Aylarca bekledim ama çocuğumla bir ilişki kuramadık. Annesinden süt emiyor, onunla vakit geçiriyor, onun gözlerine bakıyor…

Ben de o sıralarda artık iş meşguliyetlerimi artırmıştım. Yoğun hem de çok çok bir çalışma programı içerisindeydim.

Bir gün eve geldim, bebeğimizin bakıcısı açtı kapıyı. Bana bir şeyler anlatıyordu. Kafam çalışmaktan patlıyor gibi hissediyordum.

Eşim geldi ve o da bir şeyler söylemeye başladı ama ben hiçbir şey anlamıyordum. Sonra oğlum ve derken bir sessizlik…

Kendime geldiğimde bakıcı ve eşimin yüzleri kıpkırmızı, oğlumsa çok şiddetle ağlıyordu…”

Anlatırken o konuşmacı uzman da hıçkırıklara boğulmuş, konuşamaz hale gelmişti. Çünkü yıllardır kurmuş olduğu bir hayali vardı ve bu hayali için “Gereken bütün okumaları” kendince layıkıyla yapmıştı.

Doğduğunda da oğluyla ilişki kurmayı başaramamıştı.

Oğlunun ilişki girişiminde ise büyük bir şok yaşamış, iş yoğunluğu nedeniyle oğluna bağırmış ve onu korkutmuştu. Yani okuduğu hiçbir kitapta geçmeyen bir şeyi yapmıştı.

Aklıma Robert Fulghum’ın bir sözü geliyor:

“Taşlar ve sopalar kemiklerimizi kırabilir, Ama sözler kalbimizi kırar”

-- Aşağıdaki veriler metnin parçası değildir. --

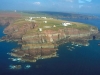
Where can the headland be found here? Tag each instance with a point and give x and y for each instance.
(40, 35)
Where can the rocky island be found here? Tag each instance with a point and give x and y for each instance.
(40, 36)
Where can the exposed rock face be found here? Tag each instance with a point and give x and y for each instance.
(39, 45)
(42, 44)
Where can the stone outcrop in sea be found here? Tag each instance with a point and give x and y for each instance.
(43, 44)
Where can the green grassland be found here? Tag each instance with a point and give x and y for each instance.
(50, 22)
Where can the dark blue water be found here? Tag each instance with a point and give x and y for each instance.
(80, 61)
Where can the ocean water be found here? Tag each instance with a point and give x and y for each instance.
(80, 61)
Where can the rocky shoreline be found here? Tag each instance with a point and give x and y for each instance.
(44, 44)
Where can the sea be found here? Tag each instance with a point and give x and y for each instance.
(84, 60)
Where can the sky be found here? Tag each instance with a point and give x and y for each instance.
(77, 6)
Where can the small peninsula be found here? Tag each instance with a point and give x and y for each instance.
(40, 35)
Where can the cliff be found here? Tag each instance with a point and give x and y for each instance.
(40, 37)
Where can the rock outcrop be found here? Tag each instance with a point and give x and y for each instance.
(43, 44)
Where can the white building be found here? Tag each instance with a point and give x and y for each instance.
(40, 29)
(45, 21)
(66, 24)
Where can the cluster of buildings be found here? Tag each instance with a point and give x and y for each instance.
(66, 24)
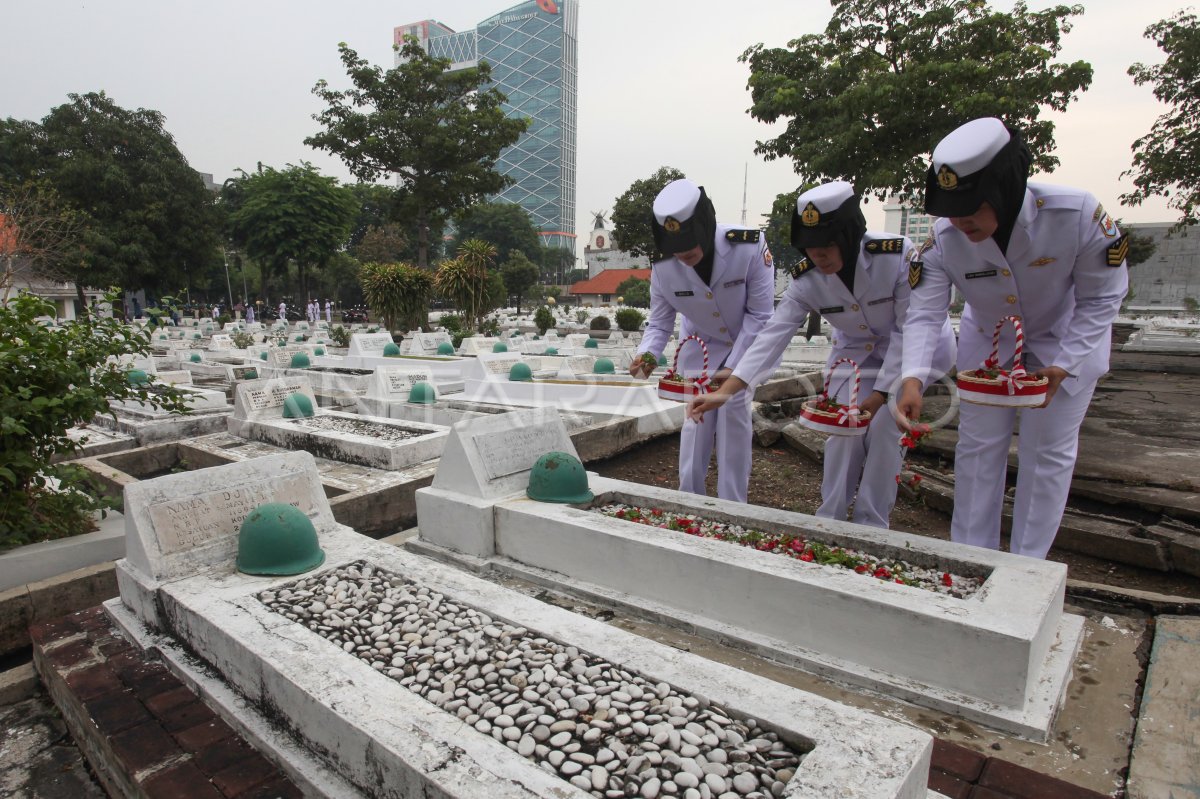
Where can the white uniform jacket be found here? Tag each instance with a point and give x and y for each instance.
(726, 314)
(1059, 277)
(867, 322)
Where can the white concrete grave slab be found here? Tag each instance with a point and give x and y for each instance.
(331, 716)
(370, 344)
(351, 438)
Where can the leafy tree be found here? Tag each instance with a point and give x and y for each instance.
(463, 280)
(145, 217)
(295, 214)
(505, 224)
(400, 293)
(439, 132)
(631, 211)
(35, 234)
(53, 379)
(868, 98)
(1168, 158)
(520, 275)
(635, 292)
(382, 244)
(544, 319)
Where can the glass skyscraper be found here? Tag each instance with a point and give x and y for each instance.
(532, 52)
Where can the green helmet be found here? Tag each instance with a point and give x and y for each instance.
(298, 406)
(277, 539)
(558, 478)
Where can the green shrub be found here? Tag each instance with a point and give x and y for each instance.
(630, 319)
(53, 380)
(340, 336)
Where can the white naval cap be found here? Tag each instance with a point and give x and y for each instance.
(677, 202)
(823, 199)
(958, 174)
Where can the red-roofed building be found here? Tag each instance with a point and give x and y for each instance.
(601, 289)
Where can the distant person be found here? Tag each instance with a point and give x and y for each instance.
(858, 280)
(721, 281)
(1047, 254)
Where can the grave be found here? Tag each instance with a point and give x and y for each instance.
(1001, 655)
(259, 412)
(346, 719)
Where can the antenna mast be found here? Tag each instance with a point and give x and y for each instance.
(745, 181)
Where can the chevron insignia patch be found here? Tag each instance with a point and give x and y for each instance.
(1117, 251)
(885, 245)
(915, 269)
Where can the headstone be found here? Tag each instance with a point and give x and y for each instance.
(491, 456)
(180, 524)
(369, 344)
(495, 366)
(389, 383)
(264, 398)
(477, 344)
(281, 356)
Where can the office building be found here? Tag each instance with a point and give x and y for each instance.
(531, 49)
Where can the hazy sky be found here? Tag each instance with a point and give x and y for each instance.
(659, 83)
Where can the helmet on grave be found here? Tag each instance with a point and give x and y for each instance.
(558, 478)
(277, 539)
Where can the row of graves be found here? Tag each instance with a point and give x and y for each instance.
(364, 668)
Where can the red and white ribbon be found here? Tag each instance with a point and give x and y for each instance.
(852, 409)
(1008, 378)
(701, 383)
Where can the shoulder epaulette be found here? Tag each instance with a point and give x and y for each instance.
(876, 246)
(743, 235)
(801, 269)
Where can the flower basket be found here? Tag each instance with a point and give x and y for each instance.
(673, 385)
(991, 385)
(827, 415)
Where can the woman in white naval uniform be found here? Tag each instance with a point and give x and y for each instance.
(721, 280)
(1047, 254)
(859, 282)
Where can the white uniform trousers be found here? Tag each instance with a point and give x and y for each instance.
(1045, 450)
(731, 428)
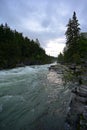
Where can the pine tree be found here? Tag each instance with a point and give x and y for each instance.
(72, 38)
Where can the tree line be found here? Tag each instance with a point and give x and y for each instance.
(75, 50)
(15, 49)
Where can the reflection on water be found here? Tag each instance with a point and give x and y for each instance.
(32, 98)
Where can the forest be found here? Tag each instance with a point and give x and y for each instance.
(17, 50)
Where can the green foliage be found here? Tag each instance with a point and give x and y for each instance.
(16, 49)
(76, 45)
(60, 58)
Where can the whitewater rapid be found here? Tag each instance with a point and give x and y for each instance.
(32, 98)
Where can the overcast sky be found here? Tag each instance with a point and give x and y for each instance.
(43, 19)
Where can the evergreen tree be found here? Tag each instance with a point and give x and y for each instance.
(72, 38)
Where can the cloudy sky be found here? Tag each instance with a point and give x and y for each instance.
(43, 19)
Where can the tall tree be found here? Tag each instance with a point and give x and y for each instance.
(72, 37)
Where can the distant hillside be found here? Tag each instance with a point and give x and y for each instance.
(17, 50)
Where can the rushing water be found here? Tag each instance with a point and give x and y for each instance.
(32, 98)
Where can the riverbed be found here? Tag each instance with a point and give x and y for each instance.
(33, 98)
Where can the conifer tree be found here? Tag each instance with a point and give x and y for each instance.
(72, 38)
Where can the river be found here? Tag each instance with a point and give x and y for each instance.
(32, 98)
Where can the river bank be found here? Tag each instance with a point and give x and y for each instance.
(76, 118)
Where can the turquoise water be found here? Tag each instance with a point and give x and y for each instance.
(32, 98)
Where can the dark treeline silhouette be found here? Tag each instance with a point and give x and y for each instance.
(17, 50)
(75, 50)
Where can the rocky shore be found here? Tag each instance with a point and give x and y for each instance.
(77, 115)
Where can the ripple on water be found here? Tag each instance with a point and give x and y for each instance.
(1, 107)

Bir de bu sözlerin şiddetli bir ses ile çıktığını ve muhatabının çocuklarınız olduğunu düşünün. Kırılan kalpten hiçbir eser kalmayabilir belki de…

Başkalarıyla ne tür ilişkiler kuracağımızı ve yaşamda neler olacağını belirleyen tek ve en önemli etken iletişimdir.

Bedenin duruşu, kasılma oranları, nefes temposu, ses tonu, mimikler; bütün bunlar iletişimin bir parçasıdır.

Sözel iletişim gibi bedensel iletişim de vardır ve halk ağzında bu da “Lisan-ı Hal” kapsamındadır.

Okumak ufuk açıcı, öğretici ve nerde ne zaman ne söyleneceğini bildirici olan muhteşem bir eylemdir.

Asla yok sayılamaz elbette…

Fakat okumak ile yaşamak farklı şeylerdir.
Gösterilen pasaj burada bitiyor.